I really got into plants in the past month and was wondering if you guys could offer some with either placement of plants, creating depth, where and what kind of driftwood to add, etc.

I have 2x24 or 2x30 for lighting, I don't remember.
diy co2
There are 2 HOB filters with water filled all the way up to the filters to reduce flow. There is 1 Foam filter.

It is filled with 2 types of hygro, taiwan moss, dwarf hair grass, MC cuba, and some other plants that I don't know the name to.

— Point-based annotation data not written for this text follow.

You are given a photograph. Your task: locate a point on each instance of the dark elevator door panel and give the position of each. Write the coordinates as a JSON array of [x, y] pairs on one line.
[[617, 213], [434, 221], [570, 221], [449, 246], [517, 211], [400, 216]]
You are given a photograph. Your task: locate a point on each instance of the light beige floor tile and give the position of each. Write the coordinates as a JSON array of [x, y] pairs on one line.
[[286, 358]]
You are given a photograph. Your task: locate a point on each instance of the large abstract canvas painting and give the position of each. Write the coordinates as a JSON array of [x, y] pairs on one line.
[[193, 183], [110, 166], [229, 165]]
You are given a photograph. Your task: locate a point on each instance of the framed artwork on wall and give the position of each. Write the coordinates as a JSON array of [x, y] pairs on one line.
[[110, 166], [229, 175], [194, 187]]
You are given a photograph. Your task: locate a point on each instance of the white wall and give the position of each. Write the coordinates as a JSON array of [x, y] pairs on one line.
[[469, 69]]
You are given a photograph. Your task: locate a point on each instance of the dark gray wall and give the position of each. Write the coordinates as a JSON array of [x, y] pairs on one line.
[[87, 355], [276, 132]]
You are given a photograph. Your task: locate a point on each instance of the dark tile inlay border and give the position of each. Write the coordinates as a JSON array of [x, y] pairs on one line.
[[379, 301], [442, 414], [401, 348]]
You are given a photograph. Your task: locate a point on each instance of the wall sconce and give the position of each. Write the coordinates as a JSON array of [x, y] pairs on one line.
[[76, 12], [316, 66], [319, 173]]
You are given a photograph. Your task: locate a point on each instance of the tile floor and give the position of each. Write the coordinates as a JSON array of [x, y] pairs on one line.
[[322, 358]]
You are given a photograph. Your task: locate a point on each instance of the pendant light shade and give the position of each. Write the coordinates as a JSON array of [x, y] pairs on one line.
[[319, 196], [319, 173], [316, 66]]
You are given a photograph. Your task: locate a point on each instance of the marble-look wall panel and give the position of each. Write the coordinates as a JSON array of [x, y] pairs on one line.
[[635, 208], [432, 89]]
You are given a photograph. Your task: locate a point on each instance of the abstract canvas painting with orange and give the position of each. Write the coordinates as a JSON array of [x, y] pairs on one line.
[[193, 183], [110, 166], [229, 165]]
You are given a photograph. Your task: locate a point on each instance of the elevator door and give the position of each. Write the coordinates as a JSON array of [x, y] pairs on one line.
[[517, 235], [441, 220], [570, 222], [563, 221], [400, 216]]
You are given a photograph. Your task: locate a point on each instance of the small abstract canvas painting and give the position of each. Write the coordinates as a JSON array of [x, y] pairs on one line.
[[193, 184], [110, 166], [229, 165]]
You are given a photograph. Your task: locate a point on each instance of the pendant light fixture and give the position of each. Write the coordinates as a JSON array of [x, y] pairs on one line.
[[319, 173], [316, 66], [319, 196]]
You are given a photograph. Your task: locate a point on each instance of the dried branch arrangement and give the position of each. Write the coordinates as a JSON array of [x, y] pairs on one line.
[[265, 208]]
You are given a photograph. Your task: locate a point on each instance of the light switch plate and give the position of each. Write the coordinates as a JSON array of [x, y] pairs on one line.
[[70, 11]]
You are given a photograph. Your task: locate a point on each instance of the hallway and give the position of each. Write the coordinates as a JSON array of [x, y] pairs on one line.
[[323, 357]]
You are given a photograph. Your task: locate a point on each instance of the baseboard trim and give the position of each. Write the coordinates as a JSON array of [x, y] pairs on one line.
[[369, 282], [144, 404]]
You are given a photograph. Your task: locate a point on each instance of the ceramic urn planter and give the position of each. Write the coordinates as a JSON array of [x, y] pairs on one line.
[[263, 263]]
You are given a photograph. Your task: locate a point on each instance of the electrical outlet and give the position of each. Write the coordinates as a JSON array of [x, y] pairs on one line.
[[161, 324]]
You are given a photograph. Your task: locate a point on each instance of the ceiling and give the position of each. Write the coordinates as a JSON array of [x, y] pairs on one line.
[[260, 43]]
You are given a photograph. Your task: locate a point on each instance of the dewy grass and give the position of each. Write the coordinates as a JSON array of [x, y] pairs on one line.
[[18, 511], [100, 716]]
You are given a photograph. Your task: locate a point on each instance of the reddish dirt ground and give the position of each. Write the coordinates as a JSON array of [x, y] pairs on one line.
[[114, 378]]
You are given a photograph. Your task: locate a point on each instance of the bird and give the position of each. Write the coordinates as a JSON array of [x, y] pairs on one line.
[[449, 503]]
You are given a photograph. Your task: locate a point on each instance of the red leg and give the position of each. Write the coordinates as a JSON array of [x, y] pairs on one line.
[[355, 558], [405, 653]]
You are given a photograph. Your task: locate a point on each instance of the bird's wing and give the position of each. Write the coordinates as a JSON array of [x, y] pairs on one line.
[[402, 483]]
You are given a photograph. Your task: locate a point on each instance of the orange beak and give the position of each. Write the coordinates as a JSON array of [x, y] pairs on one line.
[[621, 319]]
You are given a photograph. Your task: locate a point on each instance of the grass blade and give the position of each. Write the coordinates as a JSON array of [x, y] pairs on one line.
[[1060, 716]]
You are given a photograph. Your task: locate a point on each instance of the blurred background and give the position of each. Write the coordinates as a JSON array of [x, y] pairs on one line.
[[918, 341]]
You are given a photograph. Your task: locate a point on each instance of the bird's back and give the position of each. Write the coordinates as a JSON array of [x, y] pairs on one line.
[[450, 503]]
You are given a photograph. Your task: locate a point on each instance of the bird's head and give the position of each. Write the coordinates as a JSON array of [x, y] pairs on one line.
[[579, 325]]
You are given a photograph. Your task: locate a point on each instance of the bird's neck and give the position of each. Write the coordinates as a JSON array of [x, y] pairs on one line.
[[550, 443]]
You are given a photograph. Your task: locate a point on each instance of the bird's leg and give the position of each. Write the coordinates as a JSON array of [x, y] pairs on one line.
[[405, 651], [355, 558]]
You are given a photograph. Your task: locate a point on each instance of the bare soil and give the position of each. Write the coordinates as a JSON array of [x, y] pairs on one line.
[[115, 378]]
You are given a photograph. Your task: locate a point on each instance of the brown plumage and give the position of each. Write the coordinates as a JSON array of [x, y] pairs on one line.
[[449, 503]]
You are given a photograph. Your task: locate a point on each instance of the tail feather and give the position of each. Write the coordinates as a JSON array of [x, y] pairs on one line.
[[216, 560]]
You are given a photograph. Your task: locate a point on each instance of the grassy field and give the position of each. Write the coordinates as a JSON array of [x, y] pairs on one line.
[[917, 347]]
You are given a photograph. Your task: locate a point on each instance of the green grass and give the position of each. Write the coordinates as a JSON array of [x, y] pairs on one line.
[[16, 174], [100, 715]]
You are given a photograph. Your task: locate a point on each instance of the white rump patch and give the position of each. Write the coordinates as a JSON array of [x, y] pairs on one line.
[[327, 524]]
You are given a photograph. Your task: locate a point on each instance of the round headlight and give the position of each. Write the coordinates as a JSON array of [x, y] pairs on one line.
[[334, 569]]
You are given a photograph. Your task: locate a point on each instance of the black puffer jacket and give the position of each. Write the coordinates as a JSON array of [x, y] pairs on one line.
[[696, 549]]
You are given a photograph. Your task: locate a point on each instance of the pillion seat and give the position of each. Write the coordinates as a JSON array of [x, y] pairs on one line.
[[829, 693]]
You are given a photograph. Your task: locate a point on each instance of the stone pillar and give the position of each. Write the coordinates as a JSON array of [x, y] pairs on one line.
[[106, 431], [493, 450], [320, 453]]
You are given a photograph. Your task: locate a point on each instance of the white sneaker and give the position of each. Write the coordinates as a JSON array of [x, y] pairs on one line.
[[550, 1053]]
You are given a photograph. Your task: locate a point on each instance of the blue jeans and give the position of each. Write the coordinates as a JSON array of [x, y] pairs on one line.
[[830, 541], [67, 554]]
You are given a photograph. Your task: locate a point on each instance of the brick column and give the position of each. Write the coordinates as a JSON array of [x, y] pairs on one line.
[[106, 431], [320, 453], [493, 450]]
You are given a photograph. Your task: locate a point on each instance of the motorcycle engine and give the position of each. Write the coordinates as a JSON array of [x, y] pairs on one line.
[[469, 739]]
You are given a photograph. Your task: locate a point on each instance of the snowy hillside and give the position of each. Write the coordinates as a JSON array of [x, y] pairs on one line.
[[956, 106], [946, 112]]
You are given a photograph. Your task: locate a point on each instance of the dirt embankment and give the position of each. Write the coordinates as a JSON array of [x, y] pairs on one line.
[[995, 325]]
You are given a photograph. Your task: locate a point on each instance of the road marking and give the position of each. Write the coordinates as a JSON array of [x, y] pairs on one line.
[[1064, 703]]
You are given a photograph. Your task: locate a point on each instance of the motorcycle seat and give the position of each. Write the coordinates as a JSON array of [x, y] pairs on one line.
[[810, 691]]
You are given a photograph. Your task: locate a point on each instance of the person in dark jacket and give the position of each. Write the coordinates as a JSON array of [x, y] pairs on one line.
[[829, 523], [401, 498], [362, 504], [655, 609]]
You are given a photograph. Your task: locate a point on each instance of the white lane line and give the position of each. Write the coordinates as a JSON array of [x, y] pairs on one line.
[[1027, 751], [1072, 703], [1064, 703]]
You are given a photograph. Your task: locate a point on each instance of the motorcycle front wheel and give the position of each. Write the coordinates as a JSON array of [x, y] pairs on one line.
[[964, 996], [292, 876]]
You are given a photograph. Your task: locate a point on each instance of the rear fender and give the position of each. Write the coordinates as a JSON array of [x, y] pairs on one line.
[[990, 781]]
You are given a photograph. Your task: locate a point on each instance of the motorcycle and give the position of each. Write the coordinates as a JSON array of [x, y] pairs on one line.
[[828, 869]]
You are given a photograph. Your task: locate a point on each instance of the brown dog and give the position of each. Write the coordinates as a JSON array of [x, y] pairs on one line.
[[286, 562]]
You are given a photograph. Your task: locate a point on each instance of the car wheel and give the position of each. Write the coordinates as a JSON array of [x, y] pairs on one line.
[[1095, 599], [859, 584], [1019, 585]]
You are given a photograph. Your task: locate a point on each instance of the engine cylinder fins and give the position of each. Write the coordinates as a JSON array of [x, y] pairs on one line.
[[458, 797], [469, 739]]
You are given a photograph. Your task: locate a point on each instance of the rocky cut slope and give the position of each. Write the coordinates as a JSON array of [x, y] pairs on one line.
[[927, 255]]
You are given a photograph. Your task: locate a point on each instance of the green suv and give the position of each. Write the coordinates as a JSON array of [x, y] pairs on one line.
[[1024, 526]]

Substrate is fluorite as base, gravel in the middle and black slag on the sides.

Here are the pics.


----------



## carbonlist (Nov 8, 2009)

any help or comments would be greatly appreciated.


----------



## bumbleboo (Jun 6, 2010)

I think it's looking pretty nice so far! I don't really have any expertise in this area, I'm still learning aquascaping myself. 

But here's a great link given to me by KhuliLoachFan: http://www.guitarfish.org/category/planted-aquarium-guide

I hope that helps a bit! Also, I'm sure you've heard of him, but you could look at Takashi Amano tanks for inspiration.

Sorry I can't be of more help! Maybe some other more experience forum members can provide some more detailed insight.


----------



## carbonlist (Nov 8, 2009)

lols, i already bookmarked that page before you replied. hehe


----------



## bumbleboo (Jun 6, 2010)

Darn! Sorry I wasn't much help. Well, I wish you luck!


----------